[BS 2015] Vœu de la commission infrastructures, transports et déplacements

Préserver et développer le réseau, le service et la filière industrielle ferroviaire française

Le rapport de la Commission Duron, remis récemment au ministre des Transports, conduit à renforcer nos inquiétudes dans de nombreux domaines.

Si l’on peut partager le diagnostic et si certaines propositions vont dans le bon sens, globalement les solutions sont mauvaises.

Ainsi, nous partageons la nécessité de clarifier les missions TGV, TET (Trains d’Equilibre du Territoire) et TER, tout comme le besoin de voir le Gouvernement s’impliquer dans la définition d’une stratégie nationale en matière d’infrastructures et de transports et de clarifier sa relation contractuelle avec l’exploitant SNCF.

De même, nous partageons la nécessité que l’Etat consacre des moyens humains et financiers importants pour la rénovation des infrastructures ferroviaires et du matériel roulant.

L’exemple de la ligne Nantes-Bordeaux qui, faute d’entretien ces dernières décennies, va devoir subir des ralentissements à 60 km/h sur 103 kms et voir augmenter ainsi le temps de parcours de 50 mn en décembre 2015 dans l’attente de sa rénovation, en est une illustration.

Les préconisations du rapport Duron confirment les craintes que nous avions sur l’avenir des TET. Les suppressions de trains proposées, dont certaines sur notre territoire comme la ligne Caen-Le Mans-Tours, les parties Quimper-Nantes et Bordeaux-Toulouse sur la ligne Quimper-Nantes-Bordeaux-Toulouse, sont tout aussi préoccupantes. Nous sommes loin d’une logique globale d’aménagement du territoire.

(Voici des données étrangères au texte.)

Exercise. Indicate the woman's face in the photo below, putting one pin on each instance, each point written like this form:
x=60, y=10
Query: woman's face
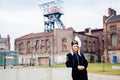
x=75, y=48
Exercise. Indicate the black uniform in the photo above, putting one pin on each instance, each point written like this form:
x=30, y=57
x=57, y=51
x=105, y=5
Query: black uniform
x=73, y=60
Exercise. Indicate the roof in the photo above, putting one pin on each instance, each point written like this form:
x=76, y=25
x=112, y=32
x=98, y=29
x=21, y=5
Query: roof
x=114, y=18
x=35, y=35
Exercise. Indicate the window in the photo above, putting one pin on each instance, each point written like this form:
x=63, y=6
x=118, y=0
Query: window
x=113, y=27
x=114, y=40
x=64, y=46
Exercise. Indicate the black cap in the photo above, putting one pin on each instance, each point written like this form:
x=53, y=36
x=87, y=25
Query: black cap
x=74, y=42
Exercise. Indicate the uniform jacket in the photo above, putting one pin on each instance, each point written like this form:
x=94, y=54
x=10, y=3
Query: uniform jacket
x=73, y=60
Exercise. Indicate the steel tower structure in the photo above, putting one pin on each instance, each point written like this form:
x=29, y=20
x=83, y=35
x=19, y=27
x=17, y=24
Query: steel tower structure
x=52, y=12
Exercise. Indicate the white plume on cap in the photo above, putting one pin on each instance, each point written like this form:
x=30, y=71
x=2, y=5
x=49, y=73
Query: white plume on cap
x=79, y=40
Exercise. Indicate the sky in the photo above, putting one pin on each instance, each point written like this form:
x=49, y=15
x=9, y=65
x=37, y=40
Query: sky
x=21, y=17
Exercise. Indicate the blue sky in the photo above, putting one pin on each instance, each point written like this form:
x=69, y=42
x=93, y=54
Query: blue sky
x=20, y=17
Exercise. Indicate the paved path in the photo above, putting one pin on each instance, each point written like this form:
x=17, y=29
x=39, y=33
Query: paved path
x=95, y=76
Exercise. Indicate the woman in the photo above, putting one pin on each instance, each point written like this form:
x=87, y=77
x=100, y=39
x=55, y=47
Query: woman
x=77, y=61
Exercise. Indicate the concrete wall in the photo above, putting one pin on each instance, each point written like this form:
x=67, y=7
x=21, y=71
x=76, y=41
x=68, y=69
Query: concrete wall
x=48, y=74
x=36, y=74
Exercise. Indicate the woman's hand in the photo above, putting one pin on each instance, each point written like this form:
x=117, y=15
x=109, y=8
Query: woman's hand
x=80, y=67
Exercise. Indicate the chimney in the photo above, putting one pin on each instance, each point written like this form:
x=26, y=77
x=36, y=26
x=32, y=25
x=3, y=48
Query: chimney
x=88, y=31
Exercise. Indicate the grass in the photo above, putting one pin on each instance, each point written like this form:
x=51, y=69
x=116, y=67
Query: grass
x=92, y=67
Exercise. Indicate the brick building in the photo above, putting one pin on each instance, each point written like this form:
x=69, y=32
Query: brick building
x=5, y=43
x=43, y=48
x=51, y=47
x=111, y=26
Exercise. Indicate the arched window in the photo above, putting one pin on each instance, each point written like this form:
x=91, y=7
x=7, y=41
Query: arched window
x=114, y=40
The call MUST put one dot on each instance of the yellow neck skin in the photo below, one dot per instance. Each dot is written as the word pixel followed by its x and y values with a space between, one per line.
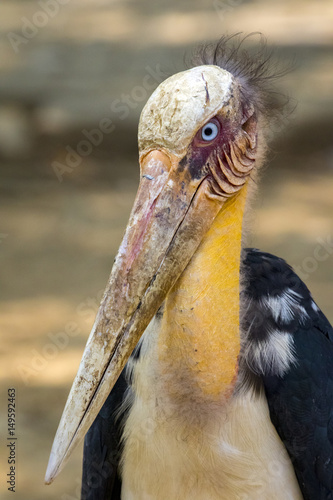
pixel 199 335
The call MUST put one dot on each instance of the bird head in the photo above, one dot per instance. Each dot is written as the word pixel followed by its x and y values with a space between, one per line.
pixel 199 145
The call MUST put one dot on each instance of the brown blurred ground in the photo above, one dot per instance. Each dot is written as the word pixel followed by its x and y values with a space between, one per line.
pixel 58 239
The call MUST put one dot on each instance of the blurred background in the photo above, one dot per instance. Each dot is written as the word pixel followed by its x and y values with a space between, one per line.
pixel 74 76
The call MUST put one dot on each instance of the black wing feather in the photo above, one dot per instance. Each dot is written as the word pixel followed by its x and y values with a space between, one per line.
pixel 301 400
pixel 102 449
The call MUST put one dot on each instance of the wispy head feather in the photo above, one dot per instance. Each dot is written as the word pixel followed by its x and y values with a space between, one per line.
pixel 255 69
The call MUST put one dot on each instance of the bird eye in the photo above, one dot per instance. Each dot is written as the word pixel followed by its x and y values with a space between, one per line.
pixel 209 131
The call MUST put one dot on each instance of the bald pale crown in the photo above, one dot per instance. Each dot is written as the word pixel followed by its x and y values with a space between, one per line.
pixel 183 103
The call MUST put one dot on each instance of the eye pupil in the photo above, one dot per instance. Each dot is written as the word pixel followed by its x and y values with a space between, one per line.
pixel 209 131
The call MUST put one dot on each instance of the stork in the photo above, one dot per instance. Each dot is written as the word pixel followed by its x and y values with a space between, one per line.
pixel 208 374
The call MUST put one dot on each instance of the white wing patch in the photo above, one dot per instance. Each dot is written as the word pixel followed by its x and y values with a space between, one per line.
pixel 284 307
pixel 274 354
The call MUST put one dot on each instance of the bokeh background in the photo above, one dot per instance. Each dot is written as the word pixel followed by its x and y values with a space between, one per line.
pixel 70 67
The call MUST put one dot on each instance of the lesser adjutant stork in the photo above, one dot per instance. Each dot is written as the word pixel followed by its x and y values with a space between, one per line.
pixel 227 392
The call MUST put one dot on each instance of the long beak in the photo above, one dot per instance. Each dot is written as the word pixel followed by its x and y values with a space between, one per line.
pixel 171 214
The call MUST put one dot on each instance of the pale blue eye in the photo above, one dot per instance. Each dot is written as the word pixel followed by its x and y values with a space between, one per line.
pixel 209 131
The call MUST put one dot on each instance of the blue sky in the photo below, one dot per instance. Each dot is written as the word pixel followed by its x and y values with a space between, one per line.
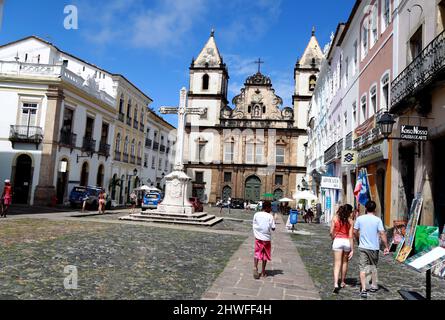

Qu’il y ait une réflexion nationale, à laquelle doivent être associées les Régions, qui puisse conduire à des évolutions, voire à quelques transferts, si elles s’inscrivent dans une démarche d’aménagement du territoire, cela peut s’entendre. Mais cela ne peut pas se faire dans une logique qui fait primer la finance sur le service aux usagers. Et évidemment tout transfert doit être mutuellement décidé et financièrement compensé.

La proposition du rapport Duron de lancer un nouvel appel d’offres pour le remplacement des TET est inacceptable. Deux marchés sont ouverts chez Alstom et Bombardier, ils ont été conçus aussi pour les Intercités. Ils permettent de réduire les coûts d’achat pour les Régions et l’Etat, d’assurer le plan de charge et donc l’emploi industriel pour ces deux entreprises et leurs sous-traitants, et ainsi de préserver les emplois menacés dans la filière ferroviaire basée en France, faute de commandes.

Le contrat-cadre existant doit être utilisé par l’Etat car il présente d’indéniables avantages de coûts et de délais de confort.

Le rapport Duron n’est qu’un rapport, il appartient au Gouvernement de décider ; c’est pourquoi, comme l’a demandé l’Association des Régions de France, il nous semble important que préalablement, un débat d’orientation ait lieu au Parlement et que les Régions soient associées aux décisions.

A l’heure où les TET souffrent d’un sous-investissement de la part de l’Etat et de SNCF tant dans les infrastructures que dans le matériel roulant, la modernisation de l’axe Nantes-Bordeaux reste essentielle à la vitalité des territoires. Cette opération de modernisation est indispensable au regard de la vétusté de la ligne, tout particulièrement entre la Roche-sur-Yon et La Rochelle, afin de ne pas mettre en péril la pérennité de l’axe. Cela consiste en la reprise totale de la double voie et de la signalisation. Cette rénovation financée sur deux Contrats de Plan doit se réaliser sans interruption des travaux.

L’expérience douloureuse que nous vivons sur Nantes-St Gilles-Pornic montre que pour que cela soit réalisable, les études d’avant-projet nécessaires pour la modernisation des 2 voies doivent être réalisées en même temps. Le récent comité de pilotage l’a validé à la demande des collectivités.